Ever since back then, those were the thoughts that had been brewing behind her eyes, slowly and silently appearing on her small innocent mind until she wasn't so innocent and small anymore. She should be killed and punished just like demons were, because if demons had to be punished for what they did, she had to be as well, because humans weren't any less than demons, right?
Maybe she had been trying to punish herself all this time, maybe she wanted someone to do so, maybe that way her parents would lash out when someone else treated them unfairly, no matter if it was her who had to be that someone. There was anger still itching under her skin that said that wasn't everything there was to it.
Oyakata-sama wrapped his arms around her, as Ayaka left her cheek fall against his shoulder. She didn't flinch, not refusing such an act, she didn't have strength enough to do so.
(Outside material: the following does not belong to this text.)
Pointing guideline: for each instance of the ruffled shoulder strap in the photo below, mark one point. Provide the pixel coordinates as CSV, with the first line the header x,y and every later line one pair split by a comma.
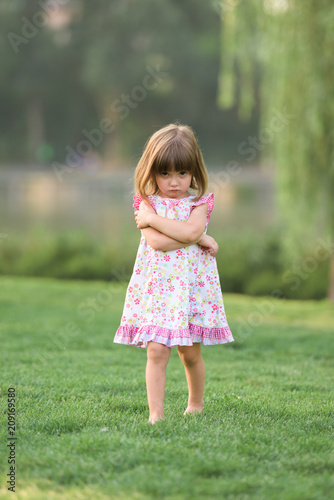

"Don't say that about yourself, please I don't want you to see your life like this," Oyakata-sama pleaded. He sounded so hurt at her suffering.
His palm flew up to Ayaka's eyes, where tears started to flourish. They soaked his haori but he didn't push her away. Even so Ayaka didn't stop humming, even if tears fall and they run down her skin. He didn't need to say anything else, he was Oyakata-sama, the one who looked over all demon slayers, he knew, even then Ayaka couldn't stop the stream of words that flowed over her tongue like a wild river.
"I hate myself," she said, clenching her fists around the cloth of Oyakata-sama's haori. "It's no use for someone like me to be in this world, despicable people don't deserve to live, that's something I've always held dear to my heart. The only reason I'm still breathing is because I must be a pillar, I'll carry everyone else's weight on my shoulders and I'll prove I'm not useless. Because I still must pay the debt of my life back to my parents, who kept me alive all this time, I will never be able to pay it back, so I can't die. The only thing I can aspire to do is give them a pretty house and a comfortable life with the money I get as a demon slayer, I'll spend my days alone like I must."
Oyakata-sama caressed her hair. She allowed him to.
It wasn't that she couldn't accept others, she just couldn't accept herself.
"You're really strong, you've carried that burden with you all this time, never telling anyone," Oyakata-sama whispered against the top of her head. "Many demon slayers give their lives for me, it's something precious because it's their lives, they feel and cry, they know what it is to be alive and they sacrifice nevertheless. That's why I know what a life is worth, life is not to be used to sacrifice for your loved ones, but to live with them. And that's not what you're doing."
«Is that why you are sad?»
Ayaka rested against his shoulder. If she could feel something then, she wouldn't know if it would be fear or peace, because Oyakata-sama's skin is the warmest place she had ever ever rested against. Or maybe because it had ben a long time since she rested against someone else's skin.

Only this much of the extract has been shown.